Ces derniers font en outre à juste titre valoir qu'ils ne peuvent être regardés comme ayant toléré l'usage de cette marque durant plus de 5 ans, dès lors que, s'ils ne pouvaient ignorer cet usage à titre de dénomination commerciale pour avoir cédé le 25 juillet 1996 le contrôle d'une société ainsi dénommée, rien ne démontre qu'ils aient eu connaissance, avant que la société JLD Cuisines ne soit assignée en contrefaçon, du dépôt de cette dénomination sociale à titre de marque.

#2 La forclusion de l'article L.714-3 du Code de la propriété intellectuelle n'est donc pas encourue, de sorte que la demande reconventionnelle en annulation de marque est recevable.

Pour autant, la société Cuisines Danet ne peut être considérée comme ayant, en déposant sa dénomination sociale à titre de marque, porté atteinte au nom patronymique des appelants, dès lors que ceux-ci avaient précisément autorisé, lors de la cession de contrôle de cette société, l'usage de leur nom à des fins commerciales et industrielles.

En effet, aux termes du protocole de vente des actions de la société Danet en date du 25 juillet 1996, les cédants, dont notamment Jean-Luc et Grégory D., ont déclaré :

Après réalisation des cessions d actions, la société (cédée) pourra librement et exclusivement utiliser à des fins commerciales ou industrielles le nom de D., sans autres limites que celles prévues par les lois en vigueur.

Monsieur et madame D. ayant manifesté leur soucis de ne pas voir leur nom terni par les effets d'une procédure dont la société anonyme viendrait à faire l'objet, il est convenu que l'usage du nom ci-dessus est libre, sauf en cas de difficulté de la société entraînant la mise en redressement judiciaire de la société Danet.

Dans ce cas, le cessionnaire prend l'engagement ferme et irrévocable de procéder à un changement de dénomination sociale de nature à ne pas ternir le nom D.'.

Il s'en déduit que les consorts D., anciens actionnaires et dirigeants de la société Cuisines Danet, ont expressément autorisé cette dernière à utiliser leur patronyme sans autre restriction que d'en faire une utilisation à des fins industrielles et commerciales, de se conformer à la loi, et de ne pas avilir la réputation de leur nom par une déconfiture.

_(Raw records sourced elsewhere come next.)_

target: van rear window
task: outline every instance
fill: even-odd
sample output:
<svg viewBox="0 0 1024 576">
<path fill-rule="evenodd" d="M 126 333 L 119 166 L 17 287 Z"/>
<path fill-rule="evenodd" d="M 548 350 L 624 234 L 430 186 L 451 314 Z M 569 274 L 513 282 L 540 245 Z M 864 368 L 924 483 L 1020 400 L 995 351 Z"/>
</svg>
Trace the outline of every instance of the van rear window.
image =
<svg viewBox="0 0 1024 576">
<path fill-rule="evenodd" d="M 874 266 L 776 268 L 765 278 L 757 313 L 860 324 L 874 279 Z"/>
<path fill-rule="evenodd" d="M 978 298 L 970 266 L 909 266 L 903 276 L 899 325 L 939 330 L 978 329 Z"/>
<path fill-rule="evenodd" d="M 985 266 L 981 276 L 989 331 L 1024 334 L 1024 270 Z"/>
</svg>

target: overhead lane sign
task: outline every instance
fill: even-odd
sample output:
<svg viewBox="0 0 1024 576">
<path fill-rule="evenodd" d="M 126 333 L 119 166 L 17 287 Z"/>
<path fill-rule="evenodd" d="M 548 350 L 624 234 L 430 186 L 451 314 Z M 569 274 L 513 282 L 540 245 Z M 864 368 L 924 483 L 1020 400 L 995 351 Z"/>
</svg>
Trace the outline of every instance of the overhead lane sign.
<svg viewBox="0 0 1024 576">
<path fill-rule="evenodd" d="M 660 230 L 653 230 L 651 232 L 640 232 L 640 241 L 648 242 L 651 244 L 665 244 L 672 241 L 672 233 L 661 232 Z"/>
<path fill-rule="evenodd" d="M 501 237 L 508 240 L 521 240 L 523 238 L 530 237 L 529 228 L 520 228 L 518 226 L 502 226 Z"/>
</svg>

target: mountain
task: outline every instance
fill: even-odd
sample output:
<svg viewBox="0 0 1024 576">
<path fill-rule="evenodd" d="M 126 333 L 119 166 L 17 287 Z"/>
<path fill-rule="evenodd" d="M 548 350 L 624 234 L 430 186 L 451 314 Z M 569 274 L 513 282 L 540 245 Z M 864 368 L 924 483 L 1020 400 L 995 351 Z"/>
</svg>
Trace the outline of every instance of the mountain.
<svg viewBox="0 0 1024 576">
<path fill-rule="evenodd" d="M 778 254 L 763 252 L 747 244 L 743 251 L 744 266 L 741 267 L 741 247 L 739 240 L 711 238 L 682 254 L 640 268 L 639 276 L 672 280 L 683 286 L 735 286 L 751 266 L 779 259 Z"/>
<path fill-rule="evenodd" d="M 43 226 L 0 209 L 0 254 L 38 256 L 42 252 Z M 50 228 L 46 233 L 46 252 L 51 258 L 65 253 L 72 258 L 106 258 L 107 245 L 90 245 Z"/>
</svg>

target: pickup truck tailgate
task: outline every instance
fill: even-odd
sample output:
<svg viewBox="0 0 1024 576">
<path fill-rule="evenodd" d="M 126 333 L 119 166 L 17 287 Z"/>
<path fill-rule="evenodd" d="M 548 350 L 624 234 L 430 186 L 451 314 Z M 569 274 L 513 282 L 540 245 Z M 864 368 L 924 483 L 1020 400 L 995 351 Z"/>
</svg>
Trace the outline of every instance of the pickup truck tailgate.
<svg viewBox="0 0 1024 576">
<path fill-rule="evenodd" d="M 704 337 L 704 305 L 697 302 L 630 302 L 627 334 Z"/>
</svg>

En outre, la société JLD Cuisines ne peut prétendre, pour dénier à la société Cuisines Danet le droit de déposer sa dénomination sociale à titre de marque, que les dispositions de l'acte de cession d'actions doivent s'interpréter comme ne conférant au cessionnaire aucun droit exclusif à l'usage de ce nom au delà d'un délai de 5 ans, dès lors que, d'une part, l'utilisation de l'adverbe exclusivement dans la clause précitée se rapporterait, non à l autorisation d'usage (exclusif) du nom, mais à ses modalités (exclusivement commerciales) d'utilisation, et que, d'autre part, les clauses de non concurrence imposées à Jean-Luc et Grégory D. ne limitaient l'interdiction de l'usage de leur nom patronymique pour une activité de cuisiniste que pour un durée de 5 années à compter de la cession.

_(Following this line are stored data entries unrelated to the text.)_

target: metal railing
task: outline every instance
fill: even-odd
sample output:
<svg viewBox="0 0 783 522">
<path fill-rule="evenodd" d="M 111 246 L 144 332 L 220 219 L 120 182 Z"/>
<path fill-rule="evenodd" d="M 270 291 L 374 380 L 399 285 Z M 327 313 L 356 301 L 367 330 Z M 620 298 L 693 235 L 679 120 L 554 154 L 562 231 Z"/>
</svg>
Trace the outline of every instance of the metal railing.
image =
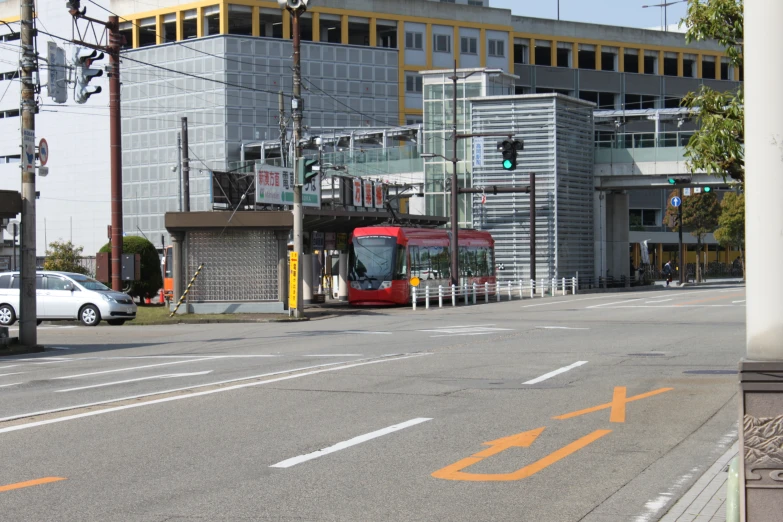
<svg viewBox="0 0 783 522">
<path fill-rule="evenodd" d="M 541 279 L 540 281 L 506 281 L 501 283 L 472 283 L 451 286 L 424 286 L 411 287 L 411 305 L 416 310 L 420 303 L 425 309 L 433 307 L 437 302 L 438 308 L 445 306 L 469 305 L 513 301 L 514 299 L 535 299 L 556 295 L 575 295 L 579 288 L 576 277 L 560 279 Z"/>
</svg>

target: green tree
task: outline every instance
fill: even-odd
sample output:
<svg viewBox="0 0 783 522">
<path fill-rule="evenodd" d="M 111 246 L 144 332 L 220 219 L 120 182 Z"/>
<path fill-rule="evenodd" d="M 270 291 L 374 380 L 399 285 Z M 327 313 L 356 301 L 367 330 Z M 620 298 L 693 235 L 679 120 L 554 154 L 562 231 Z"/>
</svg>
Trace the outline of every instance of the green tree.
<svg viewBox="0 0 783 522">
<path fill-rule="evenodd" d="M 77 274 L 89 274 L 90 271 L 81 265 L 84 247 L 77 247 L 70 241 L 52 241 L 46 249 L 46 261 L 44 270 L 56 270 L 58 272 L 75 272 Z"/>
<path fill-rule="evenodd" d="M 688 0 L 686 42 L 716 40 L 726 49 L 734 67 L 743 66 L 743 0 Z M 720 67 L 720 62 L 716 63 Z M 699 123 L 699 129 L 685 147 L 688 169 L 744 181 L 745 110 L 744 94 L 719 92 L 702 86 L 682 101 Z"/>
<path fill-rule="evenodd" d="M 672 192 L 669 199 L 676 196 L 677 192 Z M 704 242 L 704 236 L 710 234 L 718 228 L 718 218 L 720 217 L 720 204 L 714 192 L 700 192 L 682 198 L 682 227 L 683 231 L 688 231 L 696 238 L 696 280 L 702 281 L 701 273 L 701 249 Z M 666 211 L 669 223 L 675 231 L 680 230 L 677 209 L 669 207 Z M 685 266 L 685 260 L 681 265 Z"/>
<path fill-rule="evenodd" d="M 730 192 L 723 197 L 715 239 L 721 246 L 740 252 L 742 279 L 745 279 L 745 195 Z"/>
<path fill-rule="evenodd" d="M 101 252 L 111 252 L 111 243 L 101 247 Z M 163 287 L 163 275 L 160 270 L 160 257 L 155 245 L 139 236 L 122 238 L 123 254 L 141 255 L 141 281 L 132 281 L 126 290 L 134 297 L 153 296 Z"/>
</svg>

#3 En effet, la cession d'actions du 25 juillet 1996 opérait en toute hypothèse un transfert irréversible de l'usage du patronyme constituant la dénomination sociale de la société cédée qui interdisait nécessairement aux cédants, sauf à évincer le cessionnaire dans des droits qu'il avait régulièrement acquis, de s'opposer à l'usage par la société cédée de leur patronyme à des fins commerciales ou industrielles.

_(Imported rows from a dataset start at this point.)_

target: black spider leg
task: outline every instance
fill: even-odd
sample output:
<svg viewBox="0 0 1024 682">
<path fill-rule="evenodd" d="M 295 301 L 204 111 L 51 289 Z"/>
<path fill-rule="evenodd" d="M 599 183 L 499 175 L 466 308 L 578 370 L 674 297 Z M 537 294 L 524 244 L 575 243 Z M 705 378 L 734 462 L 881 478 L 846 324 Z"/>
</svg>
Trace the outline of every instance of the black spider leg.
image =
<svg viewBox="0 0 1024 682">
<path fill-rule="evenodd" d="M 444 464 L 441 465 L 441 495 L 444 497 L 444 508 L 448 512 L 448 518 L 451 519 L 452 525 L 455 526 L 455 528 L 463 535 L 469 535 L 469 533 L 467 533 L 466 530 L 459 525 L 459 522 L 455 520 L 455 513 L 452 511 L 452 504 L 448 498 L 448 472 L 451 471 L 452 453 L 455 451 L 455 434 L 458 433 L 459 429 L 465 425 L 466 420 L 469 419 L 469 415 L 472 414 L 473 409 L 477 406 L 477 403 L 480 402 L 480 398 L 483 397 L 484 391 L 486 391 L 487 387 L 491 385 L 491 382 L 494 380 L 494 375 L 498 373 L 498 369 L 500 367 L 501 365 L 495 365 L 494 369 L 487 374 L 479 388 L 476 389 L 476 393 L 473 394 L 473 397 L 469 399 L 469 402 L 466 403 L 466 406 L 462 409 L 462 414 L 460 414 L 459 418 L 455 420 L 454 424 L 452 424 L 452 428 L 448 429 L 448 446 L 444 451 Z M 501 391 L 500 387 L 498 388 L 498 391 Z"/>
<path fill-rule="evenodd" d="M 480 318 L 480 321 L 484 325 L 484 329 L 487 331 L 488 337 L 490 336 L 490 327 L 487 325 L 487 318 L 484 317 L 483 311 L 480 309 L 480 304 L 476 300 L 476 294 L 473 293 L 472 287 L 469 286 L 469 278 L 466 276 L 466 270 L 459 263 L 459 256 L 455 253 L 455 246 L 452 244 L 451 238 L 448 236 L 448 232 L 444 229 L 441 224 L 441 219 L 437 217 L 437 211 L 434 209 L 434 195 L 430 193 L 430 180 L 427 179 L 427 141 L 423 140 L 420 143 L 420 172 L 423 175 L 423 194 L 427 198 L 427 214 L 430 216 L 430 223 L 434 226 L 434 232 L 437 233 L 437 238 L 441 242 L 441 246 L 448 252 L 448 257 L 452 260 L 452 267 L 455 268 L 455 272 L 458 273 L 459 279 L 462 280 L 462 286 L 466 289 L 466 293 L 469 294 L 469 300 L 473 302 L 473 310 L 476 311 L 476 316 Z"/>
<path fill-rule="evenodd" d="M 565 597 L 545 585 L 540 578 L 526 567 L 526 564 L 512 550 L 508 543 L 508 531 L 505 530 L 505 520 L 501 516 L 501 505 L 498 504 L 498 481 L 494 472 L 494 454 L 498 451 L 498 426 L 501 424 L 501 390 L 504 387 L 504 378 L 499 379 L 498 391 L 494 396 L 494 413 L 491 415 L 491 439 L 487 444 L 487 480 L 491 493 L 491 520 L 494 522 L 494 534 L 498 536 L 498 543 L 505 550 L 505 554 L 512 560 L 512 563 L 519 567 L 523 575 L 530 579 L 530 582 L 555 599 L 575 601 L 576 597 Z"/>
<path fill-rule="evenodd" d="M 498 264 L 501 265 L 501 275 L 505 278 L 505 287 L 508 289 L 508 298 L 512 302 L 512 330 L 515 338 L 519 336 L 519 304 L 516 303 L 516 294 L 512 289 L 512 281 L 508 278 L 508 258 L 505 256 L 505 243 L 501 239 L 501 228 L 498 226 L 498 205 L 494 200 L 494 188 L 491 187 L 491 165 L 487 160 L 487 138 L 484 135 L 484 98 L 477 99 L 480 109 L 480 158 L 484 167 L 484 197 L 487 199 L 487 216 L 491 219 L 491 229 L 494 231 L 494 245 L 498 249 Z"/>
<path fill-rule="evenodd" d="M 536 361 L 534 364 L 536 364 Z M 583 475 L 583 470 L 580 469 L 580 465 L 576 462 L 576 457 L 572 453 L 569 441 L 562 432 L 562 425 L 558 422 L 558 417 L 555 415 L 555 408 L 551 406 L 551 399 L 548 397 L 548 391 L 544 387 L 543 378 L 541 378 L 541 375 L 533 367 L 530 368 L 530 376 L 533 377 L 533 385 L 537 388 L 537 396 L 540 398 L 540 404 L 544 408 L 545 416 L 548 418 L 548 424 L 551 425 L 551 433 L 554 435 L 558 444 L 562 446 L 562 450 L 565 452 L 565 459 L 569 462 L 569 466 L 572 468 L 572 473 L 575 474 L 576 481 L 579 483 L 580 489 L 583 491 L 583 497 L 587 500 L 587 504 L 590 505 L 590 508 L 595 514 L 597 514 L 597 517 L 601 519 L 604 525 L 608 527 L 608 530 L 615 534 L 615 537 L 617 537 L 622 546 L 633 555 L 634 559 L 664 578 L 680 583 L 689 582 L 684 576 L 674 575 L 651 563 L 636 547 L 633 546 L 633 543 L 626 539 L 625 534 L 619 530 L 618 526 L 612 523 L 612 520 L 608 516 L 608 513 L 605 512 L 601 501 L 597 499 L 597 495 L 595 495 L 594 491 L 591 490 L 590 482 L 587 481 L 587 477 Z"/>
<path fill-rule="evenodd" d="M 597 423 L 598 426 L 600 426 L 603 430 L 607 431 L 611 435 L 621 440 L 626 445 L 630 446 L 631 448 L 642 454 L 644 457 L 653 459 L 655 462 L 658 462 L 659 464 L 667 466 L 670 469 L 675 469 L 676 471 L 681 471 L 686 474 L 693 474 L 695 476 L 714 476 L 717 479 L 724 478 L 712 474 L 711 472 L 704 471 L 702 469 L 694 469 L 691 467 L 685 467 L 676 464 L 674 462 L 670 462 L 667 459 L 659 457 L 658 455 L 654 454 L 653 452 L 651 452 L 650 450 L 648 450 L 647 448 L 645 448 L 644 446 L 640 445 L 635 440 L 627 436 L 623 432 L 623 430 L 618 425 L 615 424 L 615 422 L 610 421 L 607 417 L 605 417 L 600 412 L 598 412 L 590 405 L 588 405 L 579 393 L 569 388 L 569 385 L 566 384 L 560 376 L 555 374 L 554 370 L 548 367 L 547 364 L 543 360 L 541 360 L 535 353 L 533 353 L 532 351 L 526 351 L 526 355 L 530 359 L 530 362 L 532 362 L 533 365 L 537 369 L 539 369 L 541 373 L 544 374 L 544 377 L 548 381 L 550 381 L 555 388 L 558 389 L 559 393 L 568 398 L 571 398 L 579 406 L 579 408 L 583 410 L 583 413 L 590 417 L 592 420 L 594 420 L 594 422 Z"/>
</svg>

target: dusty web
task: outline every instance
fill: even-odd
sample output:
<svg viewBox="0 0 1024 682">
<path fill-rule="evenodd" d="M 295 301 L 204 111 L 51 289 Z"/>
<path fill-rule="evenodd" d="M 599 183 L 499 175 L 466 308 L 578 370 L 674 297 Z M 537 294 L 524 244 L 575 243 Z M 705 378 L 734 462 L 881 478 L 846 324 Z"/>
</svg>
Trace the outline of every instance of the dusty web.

Ainsi, ce libre usage industriel et commercial du nom patronymique des cédants englobait de toute évidence son enregistrement à titre de marque, une telle opération ne relevant, contrairement à ce que soutiennent les appelants, que de l'exercice du droit d'usage de ce nom et non d'un acte de disposition.

Enfin, les consorts D. n'établissent en rien que le dépôt de la marque Cuisines Danet aurait porté atteinte à leurs droits patronymique au sens de l'article L 711-4-g du Code de la propriété intellectuelle, dès lors que ce nom n'est pas notoirement connu, que sa relative et locale notoriété ne résulte au demeurant que de l'activité de la société Danet elle-même, et que, partant, il ne saurait exister de risque de confusion entre cette société et les personnes portant ce patronyme.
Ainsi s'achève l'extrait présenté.